People keep asking me how I'm doing with all of this. Honestly, it's mixed. One moment I'm filled with anxiety, wondering how the hell I'm going to support a family of four on a postdoc salary. Yes, there's resources we can tap and there's some movement coming down the pipeline to resolve our situation with our condo, but there's still a lot of balls in the air.
But then there's those moments where I remember what brought us here to begin with. The fact that job security is becoming more of an illusion in this country. Over the last year, I've heard stories from many physicians talking about forced pay-cuts they've had to endure. I've heard from friends from undergrad who are still reeling from anti-union laws that put their jobs as teachers in jeopardy. I've watched academia shrink more and more, with professors spending most of their time fighting for grant money or managing administrative duties instead of pursuing the research that they love. In short, there is no more "safety" in employment. Just like there isn't in life.
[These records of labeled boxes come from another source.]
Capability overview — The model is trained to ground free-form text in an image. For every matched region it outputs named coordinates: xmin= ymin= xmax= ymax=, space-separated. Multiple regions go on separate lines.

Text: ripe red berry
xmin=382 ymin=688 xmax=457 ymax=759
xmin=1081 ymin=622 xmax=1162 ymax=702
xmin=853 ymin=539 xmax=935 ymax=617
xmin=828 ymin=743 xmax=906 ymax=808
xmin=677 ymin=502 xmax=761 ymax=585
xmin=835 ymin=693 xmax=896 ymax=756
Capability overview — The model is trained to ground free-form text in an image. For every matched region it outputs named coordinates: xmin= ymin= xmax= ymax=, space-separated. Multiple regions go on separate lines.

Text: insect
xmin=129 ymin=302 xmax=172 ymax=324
Last fall, just before our cross-country move, I found myself rereading Steve Jobs's commencement address in 2005. Titled "You've got to find what you love," Jobs makes a strong argument for why it's important to take the risk and pursue ideas or dreams that make you want to get out of bed in the morning. Over the past couple of days, I've been thinking about Jobs's speech, particularly this part:
When I was 17, I read a quote that went something like: "If you live each day as if it was your last, someday you'll most certainly be right." It made an impression on me, and since then, for the past 33 years, I have looked in the mirror every morning and asked myself: "If today were the last day of my life, would I want to do what I am about to do today?" And whenever the answer has been "No" for too many days in a row, I know I need to change something.
Remembering that I'll be dead soon is the most important tool I've ever encountered to help me make the big choices in life. Because almost everything — all external expectations, all pride, all fear of embarrassment or failure — these things just fall away in the face of death, leaving only what is truly important. Remembering that you are going to die is the best way I know to avoid the trap of thinking you have something to lose. You are already naked. There is no reason not to follow your heart.48 hours later, I truly do feel naked. Exposed and with no safety net. It's terrifying. But it also means that there's nothing holding us back.
Grey is charging full steam ahead. And I'm working on being more than brave; I'm working on changing my heart too. All while cheering him on.
48 hours later, we're not okay. But we're better than we were.